Friday, February 22, 2013

Keep It Local: Winkler Botanical Preserve

Yesterday, having already been home three days this school week (holiday, sick day, daddy stole our car keys day), I told mom I couldn't go to school. "I'm too tired," I told her. "You slept all night long. I know that because I slept in your bed with you for the third night in a row," she said. Hm. "My knee hurts?" I tried. "You are going to school," she insisted. Then she checked her email. "BLEEP BLEEPITY BLEEP. You're not going to school. The heater broke."

It was 27 degrees out. Again. But the cleaning crew was coming and we had to get out of the house. And while there are bars open close to our house at 7:30 a.m., instead mom checked No Monsters In My Bed's list of outdoor activities for something new and found it: Winkler Botanical Preserve -- a 44 1/2 acre private preserve in the middle of Alexandria sprawl. The preserve was recently threatened by VDOT plans to put a 395 exit ramp and roadway through the middle of it (because why would you want to leave any smidge of green space?), but it appears it's been saved. PHEW. Because this place is awesome. Random (you can see and hear NOVA development through the trees), but awesome.

The public entrance to the preserve is just through an apartment complex parking lot. There was a little kiosk at the entrance, but it was unmanned and there was no trail information. So we just took off following what looked like the trail to us. We'd heard that there was a "hobbit house" and we were on the lookout for that -- I was pretty sure we'd find Hagrid there. We thought we spotted it through the trees, but it turned out to be a pretty serious looking rockclimbing tower (the preserve runs a highly coveted summer camp and that appeared to be part of it).

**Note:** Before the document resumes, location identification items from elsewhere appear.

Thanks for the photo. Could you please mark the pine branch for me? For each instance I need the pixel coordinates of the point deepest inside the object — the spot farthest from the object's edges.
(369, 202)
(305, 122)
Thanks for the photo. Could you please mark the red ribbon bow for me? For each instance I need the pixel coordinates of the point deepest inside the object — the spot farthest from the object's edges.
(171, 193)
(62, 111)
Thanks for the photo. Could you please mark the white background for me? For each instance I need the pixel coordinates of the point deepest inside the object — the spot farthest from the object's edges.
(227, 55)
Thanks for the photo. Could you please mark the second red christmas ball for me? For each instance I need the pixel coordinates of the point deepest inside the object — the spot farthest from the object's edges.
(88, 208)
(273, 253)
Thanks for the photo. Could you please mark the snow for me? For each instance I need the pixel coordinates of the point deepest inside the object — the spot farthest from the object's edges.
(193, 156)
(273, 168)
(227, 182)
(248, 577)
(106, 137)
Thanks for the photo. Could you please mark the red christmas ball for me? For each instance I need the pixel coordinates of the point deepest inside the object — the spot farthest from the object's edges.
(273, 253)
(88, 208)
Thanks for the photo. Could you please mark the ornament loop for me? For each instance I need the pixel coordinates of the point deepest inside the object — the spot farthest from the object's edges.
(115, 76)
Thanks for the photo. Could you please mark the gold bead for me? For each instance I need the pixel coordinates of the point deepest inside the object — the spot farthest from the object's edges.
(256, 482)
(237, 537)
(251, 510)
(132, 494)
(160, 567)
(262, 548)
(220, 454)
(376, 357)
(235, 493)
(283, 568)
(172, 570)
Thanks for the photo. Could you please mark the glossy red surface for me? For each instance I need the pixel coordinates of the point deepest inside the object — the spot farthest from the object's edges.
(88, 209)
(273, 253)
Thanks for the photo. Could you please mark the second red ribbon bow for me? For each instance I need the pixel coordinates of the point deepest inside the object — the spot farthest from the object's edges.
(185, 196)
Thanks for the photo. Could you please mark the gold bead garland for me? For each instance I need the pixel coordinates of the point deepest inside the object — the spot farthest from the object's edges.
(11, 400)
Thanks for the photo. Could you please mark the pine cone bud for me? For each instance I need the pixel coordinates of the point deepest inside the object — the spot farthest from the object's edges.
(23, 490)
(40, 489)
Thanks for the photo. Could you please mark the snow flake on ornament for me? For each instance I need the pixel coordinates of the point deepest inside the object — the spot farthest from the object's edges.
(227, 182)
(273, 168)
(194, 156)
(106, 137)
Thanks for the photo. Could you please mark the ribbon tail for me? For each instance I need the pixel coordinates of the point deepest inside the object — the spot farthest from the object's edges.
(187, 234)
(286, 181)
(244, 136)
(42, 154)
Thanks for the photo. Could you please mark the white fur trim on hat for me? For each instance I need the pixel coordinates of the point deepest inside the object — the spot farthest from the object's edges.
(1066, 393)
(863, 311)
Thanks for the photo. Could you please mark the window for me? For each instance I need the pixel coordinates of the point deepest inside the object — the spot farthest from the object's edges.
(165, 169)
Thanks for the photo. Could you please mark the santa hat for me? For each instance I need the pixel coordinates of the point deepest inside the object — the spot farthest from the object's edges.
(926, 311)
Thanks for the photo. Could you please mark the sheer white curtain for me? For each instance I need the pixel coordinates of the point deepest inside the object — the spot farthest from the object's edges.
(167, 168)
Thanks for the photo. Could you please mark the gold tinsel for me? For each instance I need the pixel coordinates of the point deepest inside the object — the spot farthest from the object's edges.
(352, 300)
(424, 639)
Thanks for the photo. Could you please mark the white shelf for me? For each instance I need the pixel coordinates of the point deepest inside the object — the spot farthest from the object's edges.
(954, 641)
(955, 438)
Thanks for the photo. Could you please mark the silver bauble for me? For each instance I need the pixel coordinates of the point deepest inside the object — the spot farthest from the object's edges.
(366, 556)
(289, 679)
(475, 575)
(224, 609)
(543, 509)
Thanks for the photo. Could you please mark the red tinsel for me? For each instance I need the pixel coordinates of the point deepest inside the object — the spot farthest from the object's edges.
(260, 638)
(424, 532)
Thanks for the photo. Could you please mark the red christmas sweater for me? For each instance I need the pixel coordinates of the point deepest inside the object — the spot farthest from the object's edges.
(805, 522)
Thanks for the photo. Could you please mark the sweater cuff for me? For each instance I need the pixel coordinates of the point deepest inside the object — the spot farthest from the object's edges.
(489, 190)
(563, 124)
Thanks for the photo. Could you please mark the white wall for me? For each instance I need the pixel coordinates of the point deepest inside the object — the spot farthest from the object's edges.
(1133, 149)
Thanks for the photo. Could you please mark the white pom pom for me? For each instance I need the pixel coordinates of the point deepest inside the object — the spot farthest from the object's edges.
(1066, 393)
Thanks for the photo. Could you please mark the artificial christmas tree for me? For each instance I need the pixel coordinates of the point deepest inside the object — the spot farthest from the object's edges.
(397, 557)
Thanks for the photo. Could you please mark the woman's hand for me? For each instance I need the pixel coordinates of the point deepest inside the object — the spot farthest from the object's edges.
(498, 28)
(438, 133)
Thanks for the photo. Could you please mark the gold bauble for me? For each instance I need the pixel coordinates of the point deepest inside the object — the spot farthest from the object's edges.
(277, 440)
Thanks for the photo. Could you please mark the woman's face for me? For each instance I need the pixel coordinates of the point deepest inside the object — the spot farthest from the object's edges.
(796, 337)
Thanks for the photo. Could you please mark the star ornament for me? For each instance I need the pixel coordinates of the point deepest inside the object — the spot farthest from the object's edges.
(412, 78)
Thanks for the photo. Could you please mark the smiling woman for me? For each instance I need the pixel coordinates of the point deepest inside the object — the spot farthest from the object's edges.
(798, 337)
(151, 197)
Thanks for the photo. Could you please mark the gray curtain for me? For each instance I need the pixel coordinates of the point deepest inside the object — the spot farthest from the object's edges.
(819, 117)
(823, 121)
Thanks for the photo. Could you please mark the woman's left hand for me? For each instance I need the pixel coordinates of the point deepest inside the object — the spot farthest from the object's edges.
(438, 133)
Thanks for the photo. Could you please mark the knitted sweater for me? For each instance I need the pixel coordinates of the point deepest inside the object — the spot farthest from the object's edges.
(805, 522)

We wound our way around a decent-sized lake and heard a group of school children arrive -- they were the only people we saw during our visit and they were only there a short time. They did draw our attention to a large rustic lodge, but we still had our hearts set on finding that hobbit house. Our hike (and this really is a hike -- it's a path, but hilly and rocky -- NOT stroller accessible) took us down to a little stream and we took up our favorite water-related nature activity: rock throwing. It was partly frozen, so that was even better. And then I spotted the hobbit house, across the river and up another hill. We took off. Only to find it LOCKED. Boo.

No worries. We continued our hike to a gentler, more shallow part of the stream and took up rock throwing again. I worked on a dam and Cam requested larger and larger boulders to chuck. We eventually grew a little cold and worked our way up to the lodge ("Catherine's Lodge") only to find that CLOSED, too. And no one around to explain what the deal was. And there's not much info online. SO, you can bet we'll be back in warmer weather (probably before that summer camp starts) to play in the shallow stream and find out what's what with the what with those cabins.

1 comment:

Anonymous said...

Thanks for this post. We visit this place yesterday and we all love it. If it wasn't for this post we would've never known this wonderful place existed.